Il Giorno della Memoria contro l’indifferenza dei nostri tempi
Il brusco aumento dei crimini dettati dall’odio razziale che si registra ormai da tempo, desta allarme sia in Europa che in America. La crisi che il mondo occidentale sta vivendo da molti anni con il dilagare dei disagi tra le popolazioni sta riproducendo, a distanza di cento anni, l’humus per il rigurgito di fenomeni di violenza sempre più preoccupante. La celebrazione del Giorno della Memoria, allora, se non vuole essere un esercizio di stile, sulla scorta della lezione di Auschwitz, trova il suo senso ulteriore solo se in grado finalmente di scuotere le coscienze, magari anche sulle tragedie di oggi.

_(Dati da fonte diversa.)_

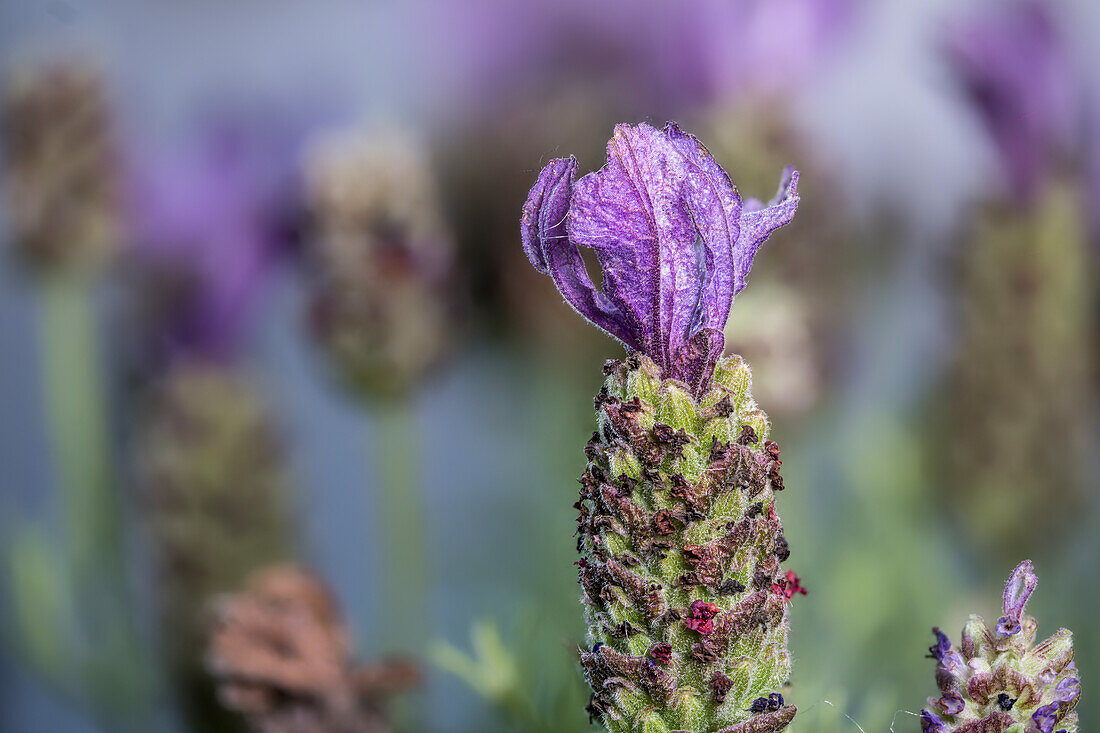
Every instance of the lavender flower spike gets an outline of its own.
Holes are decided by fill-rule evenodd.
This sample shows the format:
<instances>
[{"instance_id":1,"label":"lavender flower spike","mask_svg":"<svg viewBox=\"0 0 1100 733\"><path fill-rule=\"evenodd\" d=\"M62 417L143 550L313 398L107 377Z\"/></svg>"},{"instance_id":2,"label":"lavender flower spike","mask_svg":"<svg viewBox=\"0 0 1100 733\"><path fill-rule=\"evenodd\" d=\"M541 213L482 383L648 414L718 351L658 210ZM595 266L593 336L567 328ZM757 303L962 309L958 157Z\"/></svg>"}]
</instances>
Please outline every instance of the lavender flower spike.
<instances>
[{"instance_id":1,"label":"lavender flower spike","mask_svg":"<svg viewBox=\"0 0 1100 733\"><path fill-rule=\"evenodd\" d=\"M1004 592L1004 616L991 630L971 616L957 648L939 630L929 649L937 660L939 698L921 711L924 733L1077 733L1081 679L1073 638L1060 629L1036 643L1038 624L1024 607L1039 579L1031 562L1016 566Z\"/></svg>"},{"instance_id":2,"label":"lavender flower spike","mask_svg":"<svg viewBox=\"0 0 1100 733\"><path fill-rule=\"evenodd\" d=\"M782 567L779 446L722 329L794 216L798 175L767 206L743 202L671 123L619 125L606 165L576 171L546 166L521 227L531 264L631 352L604 364L574 504L588 713L610 733L779 733L797 712L781 692L789 606L807 591Z\"/></svg>"},{"instance_id":3,"label":"lavender flower spike","mask_svg":"<svg viewBox=\"0 0 1100 733\"><path fill-rule=\"evenodd\" d=\"M756 250L790 222L798 173L768 205L742 201L710 152L676 124L618 125L603 168L575 180L550 162L523 207L523 247L578 313L698 396L710 385L733 297ZM579 247L603 268L596 288Z\"/></svg>"}]
</instances>

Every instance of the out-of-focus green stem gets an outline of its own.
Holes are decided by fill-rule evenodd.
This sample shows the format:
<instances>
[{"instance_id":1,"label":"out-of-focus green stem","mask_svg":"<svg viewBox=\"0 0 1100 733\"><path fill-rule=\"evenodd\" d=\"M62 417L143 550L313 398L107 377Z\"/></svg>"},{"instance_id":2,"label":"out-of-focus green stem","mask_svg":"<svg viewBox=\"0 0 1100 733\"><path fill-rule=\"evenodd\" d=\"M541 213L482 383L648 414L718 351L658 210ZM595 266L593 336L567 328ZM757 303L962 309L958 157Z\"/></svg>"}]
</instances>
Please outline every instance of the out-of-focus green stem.
<instances>
[{"instance_id":1,"label":"out-of-focus green stem","mask_svg":"<svg viewBox=\"0 0 1100 733\"><path fill-rule=\"evenodd\" d=\"M374 525L383 552L385 604L378 636L388 651L417 652L430 638L430 583L416 415L408 401L382 405L373 415Z\"/></svg>"},{"instance_id":2,"label":"out-of-focus green stem","mask_svg":"<svg viewBox=\"0 0 1100 733\"><path fill-rule=\"evenodd\" d=\"M63 497L65 550L82 586L94 582L90 575L121 569L93 283L55 277L41 290L47 424Z\"/></svg>"},{"instance_id":3,"label":"out-of-focus green stem","mask_svg":"<svg viewBox=\"0 0 1100 733\"><path fill-rule=\"evenodd\" d=\"M95 280L55 275L41 286L40 359L61 528L56 609L66 645L62 676L111 730L144 729L152 678L127 600L121 506L94 307Z\"/></svg>"}]
</instances>

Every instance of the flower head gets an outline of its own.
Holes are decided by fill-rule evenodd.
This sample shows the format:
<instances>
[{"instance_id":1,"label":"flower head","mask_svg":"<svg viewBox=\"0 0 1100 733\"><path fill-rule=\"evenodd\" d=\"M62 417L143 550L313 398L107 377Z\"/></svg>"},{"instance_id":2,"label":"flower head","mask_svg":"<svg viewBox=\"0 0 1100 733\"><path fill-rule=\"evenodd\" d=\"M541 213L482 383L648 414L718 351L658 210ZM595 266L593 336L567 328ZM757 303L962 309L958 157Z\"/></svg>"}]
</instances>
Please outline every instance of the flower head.
<instances>
[{"instance_id":1,"label":"flower head","mask_svg":"<svg viewBox=\"0 0 1100 733\"><path fill-rule=\"evenodd\" d=\"M674 123L618 125L604 167L579 181L576 171L575 158L558 158L531 189L521 222L531 264L582 316L702 392L756 250L794 216L798 173L784 172L771 203L743 201ZM602 290L580 247L596 253Z\"/></svg>"},{"instance_id":2,"label":"flower head","mask_svg":"<svg viewBox=\"0 0 1100 733\"><path fill-rule=\"evenodd\" d=\"M933 629L936 643L929 656L937 660L941 697L928 699L922 730L1076 733L1081 679L1073 665L1072 634L1061 629L1036 643L1038 624L1024 614L1036 585L1025 560L1008 579L1004 615L995 628L971 616L957 648Z\"/></svg>"},{"instance_id":3,"label":"flower head","mask_svg":"<svg viewBox=\"0 0 1100 733\"><path fill-rule=\"evenodd\" d=\"M16 66L0 94L12 244L42 272L91 274L118 250L120 156L106 80L81 57Z\"/></svg>"},{"instance_id":4,"label":"flower head","mask_svg":"<svg viewBox=\"0 0 1100 733\"><path fill-rule=\"evenodd\" d=\"M1028 199L1079 114L1074 74L1049 9L1006 4L955 26L946 52L1002 158L1014 196Z\"/></svg>"}]
</instances>

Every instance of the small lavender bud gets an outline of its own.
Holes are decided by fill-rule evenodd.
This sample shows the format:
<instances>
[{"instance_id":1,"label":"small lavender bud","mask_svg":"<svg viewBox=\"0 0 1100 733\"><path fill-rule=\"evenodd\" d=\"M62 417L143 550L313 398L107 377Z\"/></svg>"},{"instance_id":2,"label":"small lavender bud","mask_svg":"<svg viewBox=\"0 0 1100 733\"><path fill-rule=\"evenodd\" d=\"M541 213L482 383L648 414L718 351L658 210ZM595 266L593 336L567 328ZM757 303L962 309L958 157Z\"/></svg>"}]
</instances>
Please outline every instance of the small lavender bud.
<instances>
[{"instance_id":1,"label":"small lavender bud","mask_svg":"<svg viewBox=\"0 0 1100 733\"><path fill-rule=\"evenodd\" d=\"M447 352L452 243L424 150L395 134L320 141L306 164L311 325L355 389L397 397Z\"/></svg>"},{"instance_id":2,"label":"small lavender bud","mask_svg":"<svg viewBox=\"0 0 1100 733\"><path fill-rule=\"evenodd\" d=\"M930 656L938 662L936 684L943 695L928 699L922 731L1076 733L1081 680L1070 632L1061 629L1036 644L1038 624L1024 614L1038 582L1031 562L1020 563L1005 585L1004 615L995 629L971 616L958 649L933 629Z\"/></svg>"},{"instance_id":3,"label":"small lavender bud","mask_svg":"<svg viewBox=\"0 0 1100 733\"><path fill-rule=\"evenodd\" d=\"M532 265L630 352L604 366L575 505L589 714L612 733L781 731L796 710L778 691L789 604L806 591L780 567L779 446L748 366L722 349L753 255L794 215L797 173L771 205L742 207L672 123L619 125L606 166L576 169L542 171L522 235ZM602 290L579 246L599 257Z\"/></svg>"},{"instance_id":4,"label":"small lavender bud","mask_svg":"<svg viewBox=\"0 0 1100 733\"><path fill-rule=\"evenodd\" d=\"M0 107L12 238L44 271L94 269L118 246L119 168L102 80L79 60L19 69Z\"/></svg>"}]
</instances>

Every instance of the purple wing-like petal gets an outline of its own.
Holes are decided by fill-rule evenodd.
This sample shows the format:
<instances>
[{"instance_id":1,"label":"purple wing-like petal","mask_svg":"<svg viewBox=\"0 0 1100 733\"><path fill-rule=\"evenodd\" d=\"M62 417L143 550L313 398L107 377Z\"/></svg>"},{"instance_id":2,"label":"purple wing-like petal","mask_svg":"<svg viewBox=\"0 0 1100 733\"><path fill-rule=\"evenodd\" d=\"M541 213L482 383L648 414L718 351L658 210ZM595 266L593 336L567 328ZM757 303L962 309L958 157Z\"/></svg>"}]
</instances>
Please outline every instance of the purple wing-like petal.
<instances>
[{"instance_id":1,"label":"purple wing-like petal","mask_svg":"<svg viewBox=\"0 0 1100 733\"><path fill-rule=\"evenodd\" d=\"M771 205L743 208L710 152L673 123L618 125L604 166L574 183L576 167L553 161L531 190L522 221L531 264L582 315L701 393L753 255L794 216L798 174L787 172ZM596 253L602 292L579 247Z\"/></svg>"},{"instance_id":2,"label":"purple wing-like petal","mask_svg":"<svg viewBox=\"0 0 1100 733\"><path fill-rule=\"evenodd\" d=\"M726 172L694 135L672 122L665 132L684 156L686 204L702 245L702 252L696 253L701 255L702 288L689 331L694 334L703 327L722 330L733 302L733 243L740 231L741 197Z\"/></svg>"},{"instance_id":3,"label":"purple wing-like petal","mask_svg":"<svg viewBox=\"0 0 1100 733\"><path fill-rule=\"evenodd\" d=\"M947 715L958 715L966 707L966 700L958 692L952 690L951 692L945 692L937 703Z\"/></svg>"},{"instance_id":4,"label":"purple wing-like petal","mask_svg":"<svg viewBox=\"0 0 1100 733\"><path fill-rule=\"evenodd\" d=\"M797 208L798 171L793 168L787 168L783 172L779 193L767 206L760 207L755 203L751 207L746 205L746 211L741 214L740 232L733 251L734 295L745 288L745 278L752 269L752 258L756 255L756 250L760 249L769 234L790 223Z\"/></svg>"},{"instance_id":5,"label":"purple wing-like petal","mask_svg":"<svg viewBox=\"0 0 1100 733\"><path fill-rule=\"evenodd\" d=\"M690 318L683 301L697 276L695 229L676 206L683 187L677 163L658 130L616 126L607 163L577 182L569 220L573 241L599 256L608 297L665 369L672 323Z\"/></svg>"},{"instance_id":6,"label":"purple wing-like petal","mask_svg":"<svg viewBox=\"0 0 1100 733\"><path fill-rule=\"evenodd\" d=\"M523 250L536 270L553 278L578 313L636 349L640 344L635 334L626 327L615 304L592 284L581 253L566 232L576 172L577 160L572 156L556 158L543 168L523 205Z\"/></svg>"},{"instance_id":7,"label":"purple wing-like petal","mask_svg":"<svg viewBox=\"0 0 1100 733\"><path fill-rule=\"evenodd\" d=\"M1024 560L1016 566L1005 584L1004 614L1017 621L1024 613L1024 606L1028 598L1039 585L1039 576L1035 574L1035 568L1030 560Z\"/></svg>"}]
</instances>

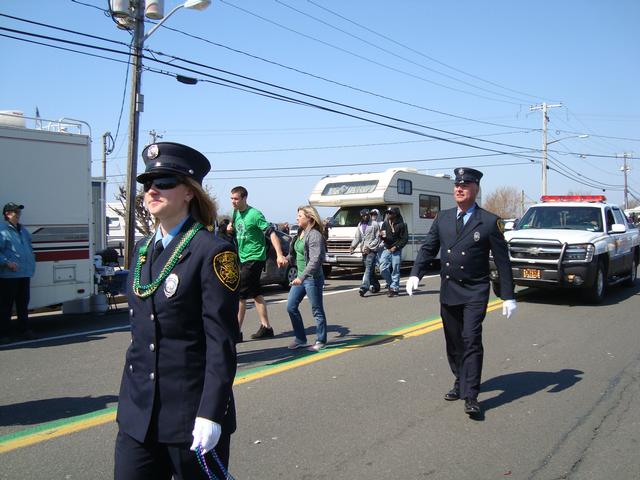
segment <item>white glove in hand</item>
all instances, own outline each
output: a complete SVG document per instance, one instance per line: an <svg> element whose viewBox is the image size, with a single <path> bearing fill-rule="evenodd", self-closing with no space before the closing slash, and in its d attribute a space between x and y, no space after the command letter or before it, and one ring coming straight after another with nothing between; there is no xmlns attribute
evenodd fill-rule
<svg viewBox="0 0 640 480"><path fill-rule="evenodd" d="M502 315L506 315L507 318L511 318L511 315L516 313L516 309L518 306L516 305L515 300L505 300L502 303Z"/></svg>
<svg viewBox="0 0 640 480"><path fill-rule="evenodd" d="M196 423L193 426L193 445L191 450L194 452L198 445L202 447L202 453L213 450L220 440L222 427L219 423L212 422L206 418L196 417Z"/></svg>
<svg viewBox="0 0 640 480"><path fill-rule="evenodd" d="M409 296L413 295L414 290L418 290L418 283L420 283L420 279L418 277L407 278L407 284L405 285L405 290L407 291Z"/></svg>

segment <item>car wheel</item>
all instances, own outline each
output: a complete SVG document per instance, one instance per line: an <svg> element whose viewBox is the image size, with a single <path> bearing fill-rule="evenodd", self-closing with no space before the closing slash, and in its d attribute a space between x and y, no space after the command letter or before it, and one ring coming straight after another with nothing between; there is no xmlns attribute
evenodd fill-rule
<svg viewBox="0 0 640 480"><path fill-rule="evenodd" d="M601 303L604 299L606 281L607 277L605 274L604 265L602 264L602 262L598 262L598 269L596 270L596 276L593 279L593 285L587 287L584 292L585 300L592 304Z"/></svg>
<svg viewBox="0 0 640 480"><path fill-rule="evenodd" d="M493 293L495 293L496 297L500 296L500 282L491 282L491 288L493 289Z"/></svg>
<svg viewBox="0 0 640 480"><path fill-rule="evenodd" d="M629 278L625 280L625 287L633 287L636 284L636 278L638 278L638 261L636 257L631 260L631 271L629 272Z"/></svg>
<svg viewBox="0 0 640 480"><path fill-rule="evenodd" d="M293 265L287 267L287 274L285 275L285 281L282 282L282 286L285 288L291 287L291 282L296 278L298 278L298 267Z"/></svg>

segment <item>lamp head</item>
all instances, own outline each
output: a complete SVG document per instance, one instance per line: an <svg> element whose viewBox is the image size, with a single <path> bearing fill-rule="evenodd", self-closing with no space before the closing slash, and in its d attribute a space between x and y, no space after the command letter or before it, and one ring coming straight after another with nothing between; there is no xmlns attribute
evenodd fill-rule
<svg viewBox="0 0 640 480"><path fill-rule="evenodd" d="M211 5L211 0L187 0L183 7L192 10L204 10Z"/></svg>

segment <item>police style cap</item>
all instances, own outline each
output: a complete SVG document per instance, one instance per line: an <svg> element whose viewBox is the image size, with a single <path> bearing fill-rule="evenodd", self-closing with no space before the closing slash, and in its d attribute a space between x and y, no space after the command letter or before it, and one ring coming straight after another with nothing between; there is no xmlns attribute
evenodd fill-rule
<svg viewBox="0 0 640 480"><path fill-rule="evenodd" d="M211 170L207 157L180 143L158 142L147 145L142 151L142 159L146 168L136 178L139 183L163 175L182 175L202 184L205 175Z"/></svg>
<svg viewBox="0 0 640 480"><path fill-rule="evenodd" d="M360 210L360 216L363 217L365 215L369 215L369 209L368 208L363 208L362 210Z"/></svg>
<svg viewBox="0 0 640 480"><path fill-rule="evenodd" d="M17 203L9 202L2 209L2 214L4 215L7 212L17 212L18 210L22 210L24 205L19 205Z"/></svg>
<svg viewBox="0 0 640 480"><path fill-rule="evenodd" d="M372 208L369 212L370 215L380 215L380 211L377 208Z"/></svg>
<svg viewBox="0 0 640 480"><path fill-rule="evenodd" d="M386 213L392 213L394 215L400 215L400 209L398 207L387 208Z"/></svg>
<svg viewBox="0 0 640 480"><path fill-rule="evenodd" d="M473 168L456 168L453 173L456 174L455 184L461 183L477 183L480 185L480 179L482 178L482 172Z"/></svg>

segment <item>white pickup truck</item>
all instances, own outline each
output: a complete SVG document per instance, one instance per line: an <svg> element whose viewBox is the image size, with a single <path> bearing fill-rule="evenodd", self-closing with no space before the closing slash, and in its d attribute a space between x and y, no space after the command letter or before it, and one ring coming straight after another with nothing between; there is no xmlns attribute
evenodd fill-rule
<svg viewBox="0 0 640 480"><path fill-rule="evenodd" d="M607 286L636 281L640 232L603 195L543 196L505 239L516 285L580 288L587 301L600 303ZM499 295L499 274L490 264Z"/></svg>

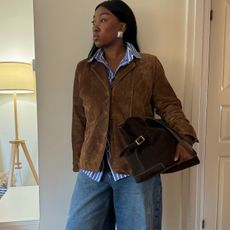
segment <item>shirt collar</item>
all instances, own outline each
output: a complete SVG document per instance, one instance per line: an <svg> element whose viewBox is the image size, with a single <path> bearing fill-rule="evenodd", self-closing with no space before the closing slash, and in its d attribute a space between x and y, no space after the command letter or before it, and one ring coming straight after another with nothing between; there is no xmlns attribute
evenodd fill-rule
<svg viewBox="0 0 230 230"><path fill-rule="evenodd" d="M129 42L126 42L126 57L135 57L135 58L141 58L140 52L136 50L136 48ZM95 54L88 60L88 62L92 62L93 60L101 60L104 59L104 52L102 48L99 48Z"/></svg>

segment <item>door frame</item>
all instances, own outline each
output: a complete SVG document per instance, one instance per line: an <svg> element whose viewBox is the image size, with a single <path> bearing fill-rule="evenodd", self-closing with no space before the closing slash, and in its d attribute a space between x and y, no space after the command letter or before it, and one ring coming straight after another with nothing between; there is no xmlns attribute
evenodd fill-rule
<svg viewBox="0 0 230 230"><path fill-rule="evenodd" d="M197 130L199 145L195 148L200 165L190 169L189 210L187 210L188 230L202 229L204 217L204 171L206 154L207 99L210 52L210 11L212 0L188 0L188 25L192 25L187 36L192 35L192 49L187 48L186 69L189 69L186 82L193 82L191 122ZM191 46L191 44L187 44ZM186 104L186 93L185 93ZM185 200L186 198L184 198ZM188 200L187 200L188 202Z"/></svg>

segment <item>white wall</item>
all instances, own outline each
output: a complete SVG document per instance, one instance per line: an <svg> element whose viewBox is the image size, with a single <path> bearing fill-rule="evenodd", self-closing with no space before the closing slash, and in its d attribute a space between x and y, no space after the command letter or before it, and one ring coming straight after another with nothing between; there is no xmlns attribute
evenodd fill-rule
<svg viewBox="0 0 230 230"><path fill-rule="evenodd" d="M70 143L74 70L91 47L90 22L99 2L35 0L41 230L64 229L75 180ZM183 99L187 1L126 2L137 17L141 49L157 54ZM181 229L181 180L180 173L163 177L164 230Z"/></svg>
<svg viewBox="0 0 230 230"><path fill-rule="evenodd" d="M0 0L0 61L32 62L34 59L34 21L32 0ZM0 94L0 171L7 172L11 146L15 138L12 95ZM18 95L19 137L26 141L33 163L38 168L36 92ZM22 169L16 170L18 185L32 185L24 154Z"/></svg>

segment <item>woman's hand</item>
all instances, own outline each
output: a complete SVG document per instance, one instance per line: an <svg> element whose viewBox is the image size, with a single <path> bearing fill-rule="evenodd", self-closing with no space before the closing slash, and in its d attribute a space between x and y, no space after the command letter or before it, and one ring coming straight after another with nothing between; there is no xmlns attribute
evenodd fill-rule
<svg viewBox="0 0 230 230"><path fill-rule="evenodd" d="M174 157L174 161L178 161L178 163L181 163L186 160L190 160L193 158L191 153L189 153L188 148L192 148L189 144L184 147L182 144L178 143L176 147L176 154Z"/></svg>

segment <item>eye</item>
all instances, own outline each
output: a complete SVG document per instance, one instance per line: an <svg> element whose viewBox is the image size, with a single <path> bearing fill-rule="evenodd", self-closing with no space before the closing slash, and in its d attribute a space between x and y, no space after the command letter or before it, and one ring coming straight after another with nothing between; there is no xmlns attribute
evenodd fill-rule
<svg viewBox="0 0 230 230"><path fill-rule="evenodd" d="M106 22L107 21L107 19L106 18L102 18L101 20L100 20L100 22Z"/></svg>
<svg viewBox="0 0 230 230"><path fill-rule="evenodd" d="M101 19L99 19L98 21L95 20L95 19L93 19L93 20L91 21L91 23L92 23L93 25L96 25L96 24L100 24L100 23L105 23L105 22L107 22L107 21L108 21L107 18L101 18Z"/></svg>

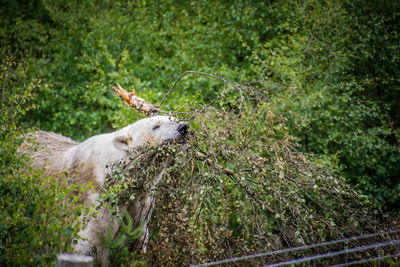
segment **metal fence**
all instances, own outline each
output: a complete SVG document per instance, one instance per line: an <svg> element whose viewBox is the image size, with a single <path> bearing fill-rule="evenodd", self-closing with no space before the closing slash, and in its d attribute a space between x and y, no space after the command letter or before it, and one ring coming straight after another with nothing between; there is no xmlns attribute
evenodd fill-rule
<svg viewBox="0 0 400 267"><path fill-rule="evenodd" d="M282 260L283 259L283 260ZM192 265L352 266L400 262L400 229Z"/></svg>

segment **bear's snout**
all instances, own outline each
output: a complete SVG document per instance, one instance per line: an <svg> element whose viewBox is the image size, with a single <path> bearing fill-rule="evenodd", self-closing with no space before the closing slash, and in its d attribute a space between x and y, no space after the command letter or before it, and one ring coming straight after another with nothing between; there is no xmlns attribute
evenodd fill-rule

Il dovere di ricordare perché quel che fu la Shoah e la persecuzione di altre minoranze non accada mai più. È questo, in definitiva, il senso della Giornata della Memoria istituita per onorare le vittime dei campi di sterminio nazisti. Si celebra il 27 gennaio, che segna la data – nel 1945 – della liberazione da parte delle truppe sovietiche del campo di concentramento di Auschwitz (odierna Oswiecim, in Polonia) e della scoperta dell’orrore della cosiddetta soluzione finale, escogitata da Hitler e dai suoi sodali per lo sterminio del popolo ebraico. Nei campi di concentramento, con buona pace di tutti i revisionismi, persero la vita, tra stenti e tormenti inenarrabili, circa sei milioni di persone, in gran parte ebrei ma anche zingari, omosessuali, testimoni di Geova, disabili, oppositori politici.
Si parlerà poi di Genocidio, Olocausto e infine di Shoah, secondo tempi e percezioni diversi, per descrivere ciò che non si può descrivere. Per costruire una memoria con cui condividere, sulla base dell’indicibile, il rifiuto del razzismo, dell’antisemitismo e rigettare l’eredità dell’ideologia fascista e di tutti i totalitarismi.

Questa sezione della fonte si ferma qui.